Once installed a package has to be loaded into the workspace:

						> library(paketname) # no quotes

						> library(help=ggplot2) # an overview of available functions in the package
						

Exercises

Exercises on creation, access and calculation with vectors

Exercise 1:

Create a vector containing the numbers 3, 9, 7, 6, 4, 1.

Then calculate the mean of the elements in the vector and the square root of the different elements.

Exercise 2:

Create a vector containig the numbers 1, 10 and 100 with data type of integer.

Use two different methods. Test the data type by using an R function call.

Exercise 3:

Create a vector with the elements "Easy", "work", "with", "R".

What's its data type?

Exercise 4:

Create a vector that contains the odd numbers between 1 and 100.

Try to find the simplest way to do so.

Exercise 5:

Create a vector x containig the numbers from 1 to 5 and a vector y with the numbers 7 to 20.

Combine both vectors to get vector z. Delete x and y from memory.

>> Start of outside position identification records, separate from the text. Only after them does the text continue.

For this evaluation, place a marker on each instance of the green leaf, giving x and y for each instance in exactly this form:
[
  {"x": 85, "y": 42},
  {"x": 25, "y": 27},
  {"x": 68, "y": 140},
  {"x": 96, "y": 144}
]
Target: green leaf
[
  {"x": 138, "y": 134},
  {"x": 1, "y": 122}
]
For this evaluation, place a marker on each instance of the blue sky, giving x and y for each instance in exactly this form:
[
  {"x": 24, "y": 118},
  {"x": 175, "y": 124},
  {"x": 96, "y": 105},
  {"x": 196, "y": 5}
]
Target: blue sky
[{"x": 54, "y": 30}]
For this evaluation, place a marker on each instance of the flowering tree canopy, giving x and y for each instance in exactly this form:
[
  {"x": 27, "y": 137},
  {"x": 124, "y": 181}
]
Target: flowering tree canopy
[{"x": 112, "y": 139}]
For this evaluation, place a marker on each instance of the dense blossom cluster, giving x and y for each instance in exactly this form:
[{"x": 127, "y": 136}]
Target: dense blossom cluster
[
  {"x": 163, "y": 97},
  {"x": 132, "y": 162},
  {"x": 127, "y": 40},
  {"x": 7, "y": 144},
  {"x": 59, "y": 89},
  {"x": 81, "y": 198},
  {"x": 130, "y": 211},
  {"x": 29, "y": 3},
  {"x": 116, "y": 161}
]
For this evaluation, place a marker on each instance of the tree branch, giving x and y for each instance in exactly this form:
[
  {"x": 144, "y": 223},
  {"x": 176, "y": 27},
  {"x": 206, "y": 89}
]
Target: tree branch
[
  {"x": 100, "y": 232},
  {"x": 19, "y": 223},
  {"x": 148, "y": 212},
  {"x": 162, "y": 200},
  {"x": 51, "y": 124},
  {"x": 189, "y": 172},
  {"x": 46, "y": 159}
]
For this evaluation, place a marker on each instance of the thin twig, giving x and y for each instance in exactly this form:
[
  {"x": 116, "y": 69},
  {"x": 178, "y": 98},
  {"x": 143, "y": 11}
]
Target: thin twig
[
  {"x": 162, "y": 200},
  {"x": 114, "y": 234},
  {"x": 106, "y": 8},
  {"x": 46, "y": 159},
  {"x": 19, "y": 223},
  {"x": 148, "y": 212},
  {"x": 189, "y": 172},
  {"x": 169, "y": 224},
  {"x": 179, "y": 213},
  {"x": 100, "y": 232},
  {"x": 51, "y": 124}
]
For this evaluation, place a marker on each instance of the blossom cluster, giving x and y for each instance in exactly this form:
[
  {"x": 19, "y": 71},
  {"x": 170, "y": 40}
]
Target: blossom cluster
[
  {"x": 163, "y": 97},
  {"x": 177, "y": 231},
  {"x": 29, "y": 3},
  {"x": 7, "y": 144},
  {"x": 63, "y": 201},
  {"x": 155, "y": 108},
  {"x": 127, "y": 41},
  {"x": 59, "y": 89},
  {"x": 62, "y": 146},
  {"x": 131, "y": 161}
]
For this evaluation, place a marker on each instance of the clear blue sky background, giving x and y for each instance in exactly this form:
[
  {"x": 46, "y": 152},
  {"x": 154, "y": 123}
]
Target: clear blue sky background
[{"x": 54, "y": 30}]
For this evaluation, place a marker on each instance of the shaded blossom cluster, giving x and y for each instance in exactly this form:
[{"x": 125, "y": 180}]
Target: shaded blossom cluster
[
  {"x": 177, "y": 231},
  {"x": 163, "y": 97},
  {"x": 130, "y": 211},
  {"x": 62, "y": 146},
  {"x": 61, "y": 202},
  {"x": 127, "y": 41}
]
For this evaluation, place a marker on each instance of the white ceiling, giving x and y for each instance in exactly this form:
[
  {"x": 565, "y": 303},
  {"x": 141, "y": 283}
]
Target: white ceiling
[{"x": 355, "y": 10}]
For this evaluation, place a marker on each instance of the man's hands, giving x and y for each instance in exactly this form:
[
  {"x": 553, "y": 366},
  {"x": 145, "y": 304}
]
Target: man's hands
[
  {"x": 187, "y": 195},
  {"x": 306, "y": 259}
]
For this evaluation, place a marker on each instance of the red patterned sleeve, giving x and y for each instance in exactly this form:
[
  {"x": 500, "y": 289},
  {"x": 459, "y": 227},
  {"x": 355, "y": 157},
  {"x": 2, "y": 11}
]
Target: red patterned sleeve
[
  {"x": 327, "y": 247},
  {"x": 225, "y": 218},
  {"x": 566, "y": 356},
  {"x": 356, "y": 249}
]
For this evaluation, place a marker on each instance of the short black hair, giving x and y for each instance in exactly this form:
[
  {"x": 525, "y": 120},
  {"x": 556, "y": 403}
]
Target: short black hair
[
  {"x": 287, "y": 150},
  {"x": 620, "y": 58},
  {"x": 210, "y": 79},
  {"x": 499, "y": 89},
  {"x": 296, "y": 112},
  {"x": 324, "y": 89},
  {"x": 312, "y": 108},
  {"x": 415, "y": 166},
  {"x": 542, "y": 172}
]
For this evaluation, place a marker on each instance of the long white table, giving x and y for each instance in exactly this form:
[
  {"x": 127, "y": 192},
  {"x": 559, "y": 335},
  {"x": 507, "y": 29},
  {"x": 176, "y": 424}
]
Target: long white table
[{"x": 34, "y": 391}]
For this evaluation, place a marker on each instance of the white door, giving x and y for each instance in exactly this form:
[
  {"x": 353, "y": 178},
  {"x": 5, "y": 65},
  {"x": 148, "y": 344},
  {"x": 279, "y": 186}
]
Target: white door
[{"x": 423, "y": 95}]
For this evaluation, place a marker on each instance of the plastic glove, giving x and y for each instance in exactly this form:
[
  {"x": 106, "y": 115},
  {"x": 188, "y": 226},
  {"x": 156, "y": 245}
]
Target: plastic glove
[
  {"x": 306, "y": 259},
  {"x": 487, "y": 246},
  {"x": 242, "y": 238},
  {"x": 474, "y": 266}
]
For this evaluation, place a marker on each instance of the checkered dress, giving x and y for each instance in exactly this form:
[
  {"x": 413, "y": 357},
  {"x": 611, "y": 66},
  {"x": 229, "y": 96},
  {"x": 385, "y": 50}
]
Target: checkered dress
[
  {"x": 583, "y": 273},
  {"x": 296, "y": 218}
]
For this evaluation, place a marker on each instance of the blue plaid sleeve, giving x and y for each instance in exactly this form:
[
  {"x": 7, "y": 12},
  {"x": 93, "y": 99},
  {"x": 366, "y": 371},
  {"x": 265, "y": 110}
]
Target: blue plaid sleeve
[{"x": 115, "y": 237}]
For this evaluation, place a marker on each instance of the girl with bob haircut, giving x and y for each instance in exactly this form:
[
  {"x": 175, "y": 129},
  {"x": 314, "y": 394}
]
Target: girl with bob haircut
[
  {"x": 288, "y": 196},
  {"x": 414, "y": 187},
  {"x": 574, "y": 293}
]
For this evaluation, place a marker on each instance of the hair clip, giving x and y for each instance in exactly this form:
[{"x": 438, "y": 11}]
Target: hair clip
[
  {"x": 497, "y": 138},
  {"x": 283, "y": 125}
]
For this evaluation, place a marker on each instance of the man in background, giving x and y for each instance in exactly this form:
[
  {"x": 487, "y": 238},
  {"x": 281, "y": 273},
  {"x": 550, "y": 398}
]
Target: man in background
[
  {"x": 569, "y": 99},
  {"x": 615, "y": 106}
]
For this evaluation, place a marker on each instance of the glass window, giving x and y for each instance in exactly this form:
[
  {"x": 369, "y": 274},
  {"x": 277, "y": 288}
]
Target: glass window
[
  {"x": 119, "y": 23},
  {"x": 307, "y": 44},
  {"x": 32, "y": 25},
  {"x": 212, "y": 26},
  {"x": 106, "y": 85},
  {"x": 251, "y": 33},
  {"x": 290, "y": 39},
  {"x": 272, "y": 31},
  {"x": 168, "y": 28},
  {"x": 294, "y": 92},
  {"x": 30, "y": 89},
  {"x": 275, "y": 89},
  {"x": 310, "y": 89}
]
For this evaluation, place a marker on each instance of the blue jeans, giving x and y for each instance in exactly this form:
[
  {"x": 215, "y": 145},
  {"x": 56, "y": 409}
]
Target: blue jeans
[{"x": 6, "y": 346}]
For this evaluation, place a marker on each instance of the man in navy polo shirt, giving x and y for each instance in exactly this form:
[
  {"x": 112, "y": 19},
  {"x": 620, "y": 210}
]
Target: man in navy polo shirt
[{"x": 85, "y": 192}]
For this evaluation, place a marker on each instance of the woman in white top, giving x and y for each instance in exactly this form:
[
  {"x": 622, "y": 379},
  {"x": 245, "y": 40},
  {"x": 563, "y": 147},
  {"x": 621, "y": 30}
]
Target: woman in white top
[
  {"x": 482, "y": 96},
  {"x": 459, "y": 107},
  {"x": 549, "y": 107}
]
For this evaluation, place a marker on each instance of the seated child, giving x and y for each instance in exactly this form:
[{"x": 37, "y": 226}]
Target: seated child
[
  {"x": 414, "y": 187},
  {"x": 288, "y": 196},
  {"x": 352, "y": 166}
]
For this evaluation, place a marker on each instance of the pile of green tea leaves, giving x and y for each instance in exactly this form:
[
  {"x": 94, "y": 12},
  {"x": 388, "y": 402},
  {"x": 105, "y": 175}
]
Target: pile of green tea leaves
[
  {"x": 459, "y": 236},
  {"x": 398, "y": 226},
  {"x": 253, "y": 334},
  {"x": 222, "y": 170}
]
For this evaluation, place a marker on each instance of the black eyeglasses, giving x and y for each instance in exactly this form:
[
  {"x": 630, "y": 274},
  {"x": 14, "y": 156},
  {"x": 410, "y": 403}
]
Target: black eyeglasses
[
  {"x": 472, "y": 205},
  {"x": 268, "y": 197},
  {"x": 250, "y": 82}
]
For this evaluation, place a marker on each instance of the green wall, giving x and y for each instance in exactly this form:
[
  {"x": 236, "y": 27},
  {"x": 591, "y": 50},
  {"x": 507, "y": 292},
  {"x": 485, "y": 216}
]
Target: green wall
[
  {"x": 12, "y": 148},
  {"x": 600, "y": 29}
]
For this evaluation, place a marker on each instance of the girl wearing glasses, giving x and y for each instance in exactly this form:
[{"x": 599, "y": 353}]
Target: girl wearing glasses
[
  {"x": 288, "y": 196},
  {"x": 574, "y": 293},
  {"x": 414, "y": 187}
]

Sort z in decreasing order.

Exercise 6:

Calculate the mean of elemnts number 2, 7 and 9 of vector z (s. Ex. 5).

Exercises on Matrices

Exercise 1a:

Create this matrix as M1:


							     [,1] [,2]
							[1,]  1    6
							[2,]  2    7
							[3,]  3    8
							[4,]  4    9
							[5,]  5    10
						

Exercise 1b:

Do the same under the name of M2, but row-wise.

Exercise 1c:

Get the element in column 2, row 3 from that matrix (s. 1b, M2). (Should be number 6.)

Exercise 1d:

Subtract 2 from every element of the second column. Calculate the mean of that new vector.

Exercise 1e:

Create a matrix M3 from M2 where the numbers in column 2 are replace by the numbers in column 1, each subtracted by 2.

Exercise 1f:

Add a sixth row to M3 containing the elements 12 and 14. And another row with 20 and 25.

Exercise 2:

Create a matrix with two rows and two columns containing numbers 1 to 4, row-wise.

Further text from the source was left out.